RGcrawler icon indicating copy to clipboard operation
RGcrawler copied to clipboard

A Scrapy crawler for ResearchGate

RGcrawler

A crawler for ResearchGate.

ResearchGate is a scientific social network that displays the publications, ciations and statistics of a given author.
This crawler is prepared to create, given an author ID, a set of authors and publications JSON files that can be easily exported into any programming language to further analyse.

Questions

How can I install it?
You'll need python2.7 and a UNIX based system (not tested in Windows).
As this is mostly focused on self usage and I don't want to screw with your system, I would recommend to install it in a python virtual environment (you can find a small guide on how to work with virtual enviroments here), but that's up to you...

cd project_folder
virtualenv venv
source venv/bin/activate
pip install git+git://github.com/jaumebonet/RGcrawler.git@master --process-dependency-links --allow-all-external --trusted-host github.com

This should do the trick. Remember that you'll need to call

source venv/bin/activate

every time before running the script and

deactivate

after finishing it...

How can I run it?
The only thing you need to type is:

python -m RGcrawler --authorID <author_id>

Where can I find the autor id?
When you look to one of your featured publications, the author id is the number that appears before your name in your name's link in the author list.

Would this work with multiple authors?
Yes, you can create a script that queries multiple authors calling the program multiple times. If a called author is co-author with a previous called one, some of the data will be retrieved from the files and not requested online.

Can I be bloqued from RG?
No idea. Scrapping is not something web apps like.
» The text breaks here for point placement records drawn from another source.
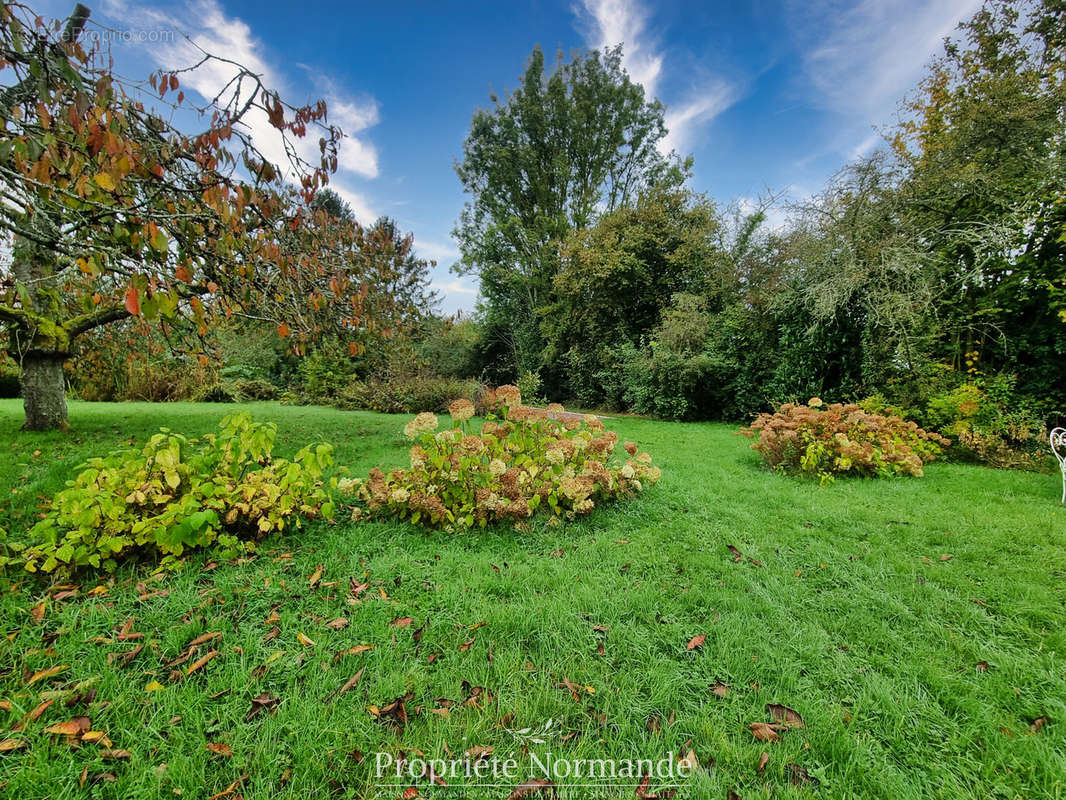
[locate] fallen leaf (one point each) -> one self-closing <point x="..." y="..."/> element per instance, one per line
<point x="800" y="776"/>
<point x="353" y="651"/>
<point x="70" y="728"/>
<point x="690" y="762"/>
<point x="204" y="638"/>
<point x="784" y="714"/>
<point x="200" y="662"/>
<point x="264" y="701"/>
<point x="763" y="760"/>
<point x="350" y="684"/>
<point x="44" y="674"/>
<point x="763" y="732"/>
This is just a fix waiting for RG to release an API. If you query too many pages you might be bloqued for a while (that is, for example, what Google Scholar does), but I´ve never reached that limit with my (small) tests.

Why some authors are not recognised when I can see them in my browser? Well. Some authors have they profile configured in such a way that you can't actually see their profile unless you are logged to ResearchGate. I'm sure the identification cookies can be loaded so that it will look like you are connected, but I´m not going to get into this right now. But... you know... feel free to fork and build upon this!!

Will the library be updated regularly?
I'm basically using this to (semi)automatically update my CV. Thus, I cannot say. Of course, anybody is more than welcomed to fork and better this (there is soo much that can be improved!). Keep in mind that a scrapper totally depends on the web app layout, which means that any change in RG can invalidate the whole thing... just FYI.